= John Baxter (marine biologist) =

Scottish marine biologist

John M Baxter is a Scottish marine biologist and was (now retired) the principal adviser - marine for Scottish Natural Heritage. He is the chief editor (marine) for the international journal Aquatic Conservation: Marine and Freshwater Ecosystems.

With Scottish Natural Heritage, Baxter was involved with the delivery of numerous policy initiatives including the Marine (Scotland) Act 2010 requirements to designate Marine Protected Areas, the EU Marine Strategy Framework Directive and Habitats Directive. He is a member of several advisory groups including the MASTS International Advisory Committee, the Special Committee on Seals and MarLIN Steering Group.

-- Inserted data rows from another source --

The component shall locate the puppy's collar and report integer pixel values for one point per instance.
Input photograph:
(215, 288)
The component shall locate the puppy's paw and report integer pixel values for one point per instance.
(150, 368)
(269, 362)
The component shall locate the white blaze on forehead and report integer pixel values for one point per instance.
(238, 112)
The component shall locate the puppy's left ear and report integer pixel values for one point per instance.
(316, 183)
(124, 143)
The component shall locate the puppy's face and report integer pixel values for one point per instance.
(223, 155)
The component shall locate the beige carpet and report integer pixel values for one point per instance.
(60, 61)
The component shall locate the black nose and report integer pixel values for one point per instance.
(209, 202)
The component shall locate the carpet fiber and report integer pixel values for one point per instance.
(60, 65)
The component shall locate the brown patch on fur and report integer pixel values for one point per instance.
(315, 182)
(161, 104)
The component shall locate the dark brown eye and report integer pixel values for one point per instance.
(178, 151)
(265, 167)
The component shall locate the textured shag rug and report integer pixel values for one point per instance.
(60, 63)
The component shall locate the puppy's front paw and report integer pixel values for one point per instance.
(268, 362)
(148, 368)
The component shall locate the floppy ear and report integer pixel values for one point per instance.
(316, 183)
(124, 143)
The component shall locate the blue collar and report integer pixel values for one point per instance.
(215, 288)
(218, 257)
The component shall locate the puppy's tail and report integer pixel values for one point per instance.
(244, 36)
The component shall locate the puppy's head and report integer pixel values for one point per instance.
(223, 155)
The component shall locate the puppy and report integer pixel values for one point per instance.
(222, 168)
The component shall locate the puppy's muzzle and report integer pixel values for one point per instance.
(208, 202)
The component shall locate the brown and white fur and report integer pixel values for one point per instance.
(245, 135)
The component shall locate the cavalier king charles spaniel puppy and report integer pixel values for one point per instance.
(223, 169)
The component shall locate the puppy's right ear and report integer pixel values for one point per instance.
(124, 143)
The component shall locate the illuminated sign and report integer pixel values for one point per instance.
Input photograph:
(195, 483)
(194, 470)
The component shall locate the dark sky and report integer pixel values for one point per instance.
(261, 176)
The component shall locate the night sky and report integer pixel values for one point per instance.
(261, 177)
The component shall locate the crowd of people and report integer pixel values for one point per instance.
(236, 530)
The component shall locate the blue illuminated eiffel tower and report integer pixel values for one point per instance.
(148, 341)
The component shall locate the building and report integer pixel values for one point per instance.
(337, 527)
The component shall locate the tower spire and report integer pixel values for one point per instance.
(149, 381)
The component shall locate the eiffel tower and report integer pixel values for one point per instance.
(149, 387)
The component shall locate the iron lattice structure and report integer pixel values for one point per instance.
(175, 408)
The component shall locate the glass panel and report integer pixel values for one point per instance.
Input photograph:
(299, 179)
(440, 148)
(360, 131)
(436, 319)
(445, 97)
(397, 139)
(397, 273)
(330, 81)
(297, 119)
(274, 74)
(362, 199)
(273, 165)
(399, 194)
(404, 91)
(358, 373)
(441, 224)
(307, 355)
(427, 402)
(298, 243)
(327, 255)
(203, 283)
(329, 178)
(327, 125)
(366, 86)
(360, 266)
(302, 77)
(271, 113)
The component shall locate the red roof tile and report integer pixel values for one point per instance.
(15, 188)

He is a Trustee of the Scottish Seabird Centre, a marine conservation and education charity which is based in North Berwick, East Lothian.

Baxter works with various marine climate change groups to provide scientific evidence and advice to politicians and policy makers, including The MarClim Survey in Scotland, he is chair of the expert advisory panel for the UK Marine Climate Change Impacts Partnership and vice-chair of the Ocean Acidification - International Reference User Group. Baxter is also a trustee at the Scottish Seabird Centre in North Berwick.

Baxter has published numerous papers and was co-editor of Scotland's Marine Atlas.

In 2014 he became an honorary professor at the University of St Andrews and Heriot-Watt University.